What does CRA stand for in mortgage?

The Community Reinvestment Act was implemented to encourage banks to provide loans, investment and services in support of affordable housing. The CRA laws are intended to equalize the playing field for borrowers, giving them the opportunity to qualify for home ownership in designated census tracts.

What does CRA stand for in mortgage?

The Community Reinvestment Act was implemented to encourage banks to provide loans, investment and services in support of affordable housing. The CRA laws are intended to equalize the playing field for borrowers, giving them the opportunity to qualify for home ownership in designated census tracts.

What is CRA in banking?

The Community Reinvestment Act (CRA), enacted in 1977, requires the Federal Reserve and other federal banking regulators to encourage financial institutions to help meet the credit needs of the communities in which they do business, including low- and moderate-income (LMI) neighborhoods.

What is CRA reportable?

The CRA regulations generally require independent financial institutions with assets of $250 million or more to report annually data on small business, small farm, and community development lending.

What is a CRA Lar?

The Home Mortgage Disclosure Act (HMDA) requires that covered financial institutions submit their Loan/Application Record (HMDA LAR) to the regulatory agencies for monitoring and risk management annually. The Community Reinvestment Act (CRA) has a similar submission requirement.

What is CRA eligible?

Generally, loans to small businesses with gross annual revenues $1 million or less that create or retain jobs for low- or moderate-income individuals or in low- or moderate-income geographies, or that otherwise meet the economic development “size” and “purpose” tests, qualify as community development loans.

How does CRA work?

The Community Reinvestment Act (CRA) is a law intended to encourage depository institutions to help meet the credit needs of the communities in which they operate, including low- and moderate-income (LMI) neighborhoods, consistent with safe and sound banking operations.

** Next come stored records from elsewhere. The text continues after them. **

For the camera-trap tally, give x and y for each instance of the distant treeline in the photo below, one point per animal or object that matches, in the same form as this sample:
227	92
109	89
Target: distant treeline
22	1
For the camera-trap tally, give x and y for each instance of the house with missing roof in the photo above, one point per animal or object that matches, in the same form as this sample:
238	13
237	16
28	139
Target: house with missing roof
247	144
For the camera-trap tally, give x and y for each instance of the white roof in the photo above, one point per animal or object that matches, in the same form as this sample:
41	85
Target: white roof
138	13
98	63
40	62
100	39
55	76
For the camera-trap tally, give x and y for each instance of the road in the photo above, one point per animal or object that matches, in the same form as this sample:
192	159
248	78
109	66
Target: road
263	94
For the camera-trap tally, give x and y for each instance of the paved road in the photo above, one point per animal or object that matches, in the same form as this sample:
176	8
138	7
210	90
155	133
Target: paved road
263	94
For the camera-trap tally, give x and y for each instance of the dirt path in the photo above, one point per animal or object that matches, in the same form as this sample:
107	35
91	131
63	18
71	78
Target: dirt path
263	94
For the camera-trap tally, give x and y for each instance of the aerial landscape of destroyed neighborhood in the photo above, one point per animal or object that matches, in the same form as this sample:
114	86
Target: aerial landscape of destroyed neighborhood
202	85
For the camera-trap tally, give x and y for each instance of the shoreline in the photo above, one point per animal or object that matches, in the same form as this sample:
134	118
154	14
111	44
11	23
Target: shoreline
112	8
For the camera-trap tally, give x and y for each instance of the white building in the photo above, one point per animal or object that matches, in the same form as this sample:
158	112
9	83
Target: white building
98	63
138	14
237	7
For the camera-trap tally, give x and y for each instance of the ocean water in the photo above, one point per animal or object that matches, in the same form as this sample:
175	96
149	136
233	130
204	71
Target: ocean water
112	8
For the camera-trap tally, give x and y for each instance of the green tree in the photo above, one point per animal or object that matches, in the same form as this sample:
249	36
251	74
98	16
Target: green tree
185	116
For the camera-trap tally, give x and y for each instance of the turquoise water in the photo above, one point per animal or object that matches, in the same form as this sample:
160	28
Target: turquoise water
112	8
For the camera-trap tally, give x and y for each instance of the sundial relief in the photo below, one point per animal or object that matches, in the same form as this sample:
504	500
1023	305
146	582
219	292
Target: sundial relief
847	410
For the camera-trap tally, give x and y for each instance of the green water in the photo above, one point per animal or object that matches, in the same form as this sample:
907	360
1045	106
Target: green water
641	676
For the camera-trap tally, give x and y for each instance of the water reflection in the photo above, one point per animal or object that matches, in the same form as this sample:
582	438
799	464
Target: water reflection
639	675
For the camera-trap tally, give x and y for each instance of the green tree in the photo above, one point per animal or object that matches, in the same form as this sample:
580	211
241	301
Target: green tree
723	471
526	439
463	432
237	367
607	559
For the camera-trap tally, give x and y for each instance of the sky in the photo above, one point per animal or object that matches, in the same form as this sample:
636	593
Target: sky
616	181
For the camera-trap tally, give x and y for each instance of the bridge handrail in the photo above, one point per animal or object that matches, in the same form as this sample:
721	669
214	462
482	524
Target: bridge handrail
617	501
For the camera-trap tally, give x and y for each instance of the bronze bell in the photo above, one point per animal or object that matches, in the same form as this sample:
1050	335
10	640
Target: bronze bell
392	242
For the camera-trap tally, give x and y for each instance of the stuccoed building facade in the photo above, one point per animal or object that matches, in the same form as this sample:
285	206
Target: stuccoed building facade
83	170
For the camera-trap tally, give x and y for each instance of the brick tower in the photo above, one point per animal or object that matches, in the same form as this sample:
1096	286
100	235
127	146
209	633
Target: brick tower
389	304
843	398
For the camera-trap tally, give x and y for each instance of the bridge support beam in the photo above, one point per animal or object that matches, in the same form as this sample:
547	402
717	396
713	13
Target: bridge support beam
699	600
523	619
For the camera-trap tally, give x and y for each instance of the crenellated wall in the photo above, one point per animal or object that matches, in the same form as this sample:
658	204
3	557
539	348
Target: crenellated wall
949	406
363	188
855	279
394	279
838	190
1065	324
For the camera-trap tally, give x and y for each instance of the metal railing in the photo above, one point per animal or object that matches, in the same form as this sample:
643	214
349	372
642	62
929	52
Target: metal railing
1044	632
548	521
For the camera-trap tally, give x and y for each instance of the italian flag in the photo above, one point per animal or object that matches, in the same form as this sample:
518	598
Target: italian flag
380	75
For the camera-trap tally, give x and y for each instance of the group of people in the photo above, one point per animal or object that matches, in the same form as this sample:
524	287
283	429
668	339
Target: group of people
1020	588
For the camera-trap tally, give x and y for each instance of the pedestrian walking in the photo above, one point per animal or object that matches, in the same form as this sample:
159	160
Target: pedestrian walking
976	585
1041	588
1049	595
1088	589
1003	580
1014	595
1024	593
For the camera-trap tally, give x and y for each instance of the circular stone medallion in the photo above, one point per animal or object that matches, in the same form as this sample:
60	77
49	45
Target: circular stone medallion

How do I know if I am eligible for a CRA loan?

So: A loan that is less than $1,000,000 going to a business whose revenue is less than $1,000,000 is considered a small business loan by examiners. BUT A loan that is less than $1,000,000 going to a business who has revenues greater than $1,000,000 is ALSO considered a small business loan.

Who does the CRA apply to?

Does the CRA apply to all depository institutions? The CRA applies to depository institutions that carry FDIC deposit insurance. Serve as correspondent banks, trust companies, or clearing agents 12 USC 24 (Seventh).

What is CRA data?

CRA data are generally released by August of the year following the calendar year of the data. National Aggregates, 1996-2020. These reports are a nationwide summation of the CRA data. They indicate the number and dollar amounts of lending, cross-tabulated by loan, applicant, and geographic characteristics.

What are the 3 tests under CRA?

Under the regulations that implement CRA, federal regulators grade large banks (those with at least $250 million in assets) on three measures of compliance: lending, investment, and service (see “The Grading System,” p. 3).

Who qualifies for CRA?

You earned at least $5,000 in 2019, 2020, 2021, or in the 12 months before the date you apply from any of the following sources: employment income (total or gross pay) net self-employment income (after deducting expenses) maternity and parental benefits from EI or similar QPIP benefits.

What type of loans qualify for CRA credit?